Fr. Irénée Hausherr SJ, an Alsatian Jesuit and a recognized scholar of Eastern Christian spirituality, was a pioneer in the 1920s and 1930s at the Pontifical Oriental Institute, contributing to the establishment of this field as an autonomous discipline. He explored key themes of asceticism and mysticism, with particular attention to prayer, spiritual fatherhood, and hesychasm in the Greek Fathers and Byzantine authors, dedicating his research to representative figures of the patristic tradition.

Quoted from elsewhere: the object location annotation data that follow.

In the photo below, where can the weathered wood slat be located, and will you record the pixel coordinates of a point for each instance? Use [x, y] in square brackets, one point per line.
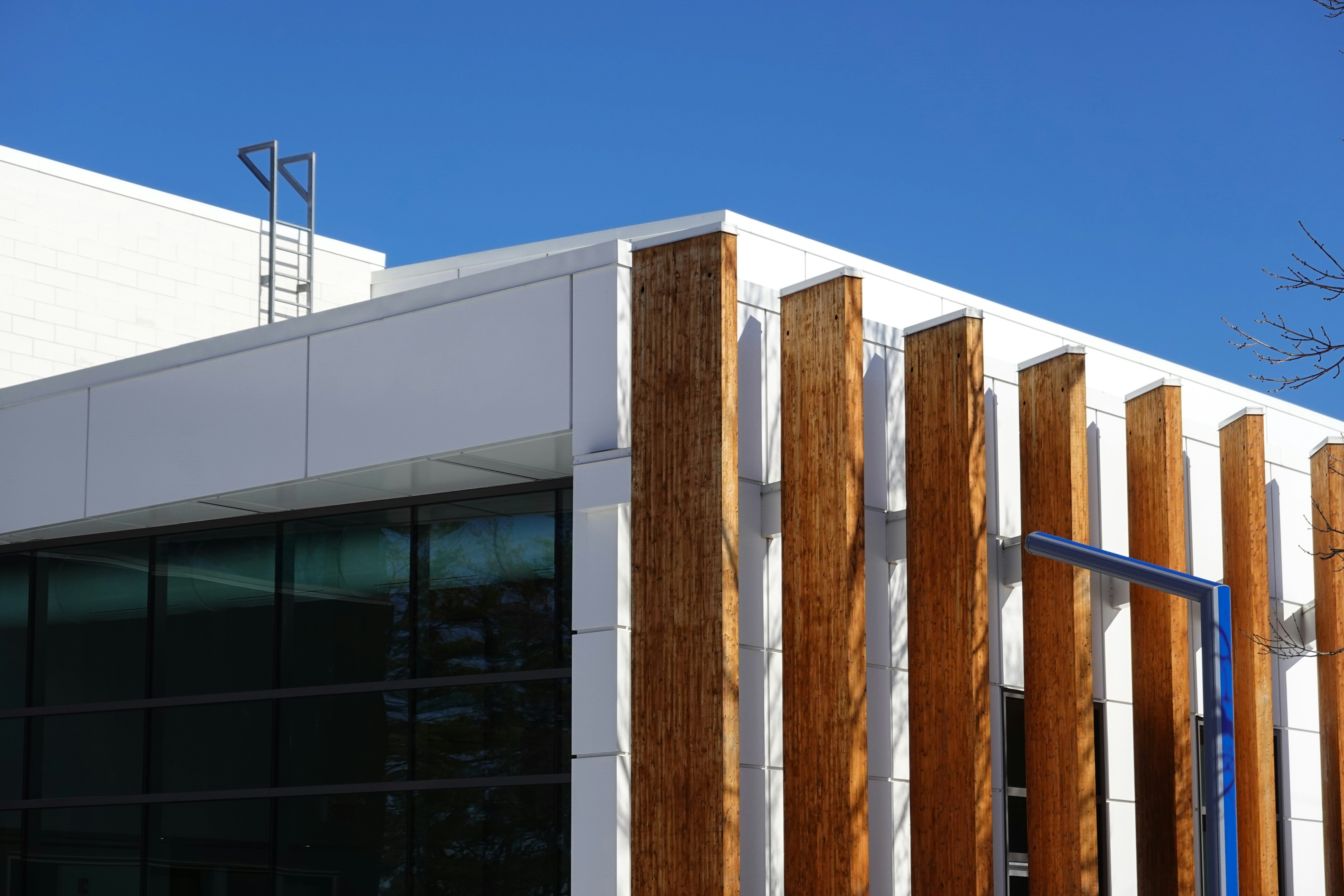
[952, 819]
[1246, 573]
[826, 735]
[1057, 628]
[685, 762]
[1159, 633]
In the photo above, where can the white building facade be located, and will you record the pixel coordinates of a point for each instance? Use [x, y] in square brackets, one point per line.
[143, 400]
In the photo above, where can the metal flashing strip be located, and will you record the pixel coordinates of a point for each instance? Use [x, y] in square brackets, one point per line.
[678, 236]
[1144, 390]
[945, 319]
[1245, 412]
[1051, 354]
[1328, 440]
[822, 278]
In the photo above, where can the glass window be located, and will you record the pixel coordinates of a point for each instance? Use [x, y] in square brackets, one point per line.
[11, 758]
[215, 612]
[343, 739]
[342, 844]
[221, 746]
[11, 842]
[475, 731]
[93, 850]
[92, 602]
[92, 754]
[14, 631]
[492, 843]
[488, 598]
[346, 601]
[220, 848]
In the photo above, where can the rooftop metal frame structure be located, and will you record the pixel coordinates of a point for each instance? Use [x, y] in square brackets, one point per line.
[280, 274]
[1215, 623]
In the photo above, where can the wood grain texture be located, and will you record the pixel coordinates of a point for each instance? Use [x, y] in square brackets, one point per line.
[685, 751]
[1160, 659]
[1057, 632]
[1246, 573]
[952, 821]
[1328, 499]
[826, 731]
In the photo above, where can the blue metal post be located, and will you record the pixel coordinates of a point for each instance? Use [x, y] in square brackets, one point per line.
[1217, 639]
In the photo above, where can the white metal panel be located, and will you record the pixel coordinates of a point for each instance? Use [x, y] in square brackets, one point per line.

The present contribution offers a selection of texts from his diaries, written during the Second World War and the years immediately following. These pages reveal the concrete conditions of his life, marked by material deprivation, daily difficulties, health problems, and lack of books and study materials, together with experiences of misunderstanding and tensions in both pastoral and academic contexts.

Despite these circumstances, the notes show a constant inner attitude of gratitude, serenity, and trust in Providence. Physical and spiritual suffering becomes a place of maturation, while characteristic traits such as humility, obedience, and a progressive abandonment to God clearly emerge.

In continuity with the patristic tradition, the diaries testify to the profound unity between spiritual life and concrete experience, showing how in Hausherr theological reflection and personal experience are integrated into a coherent path of Christian life.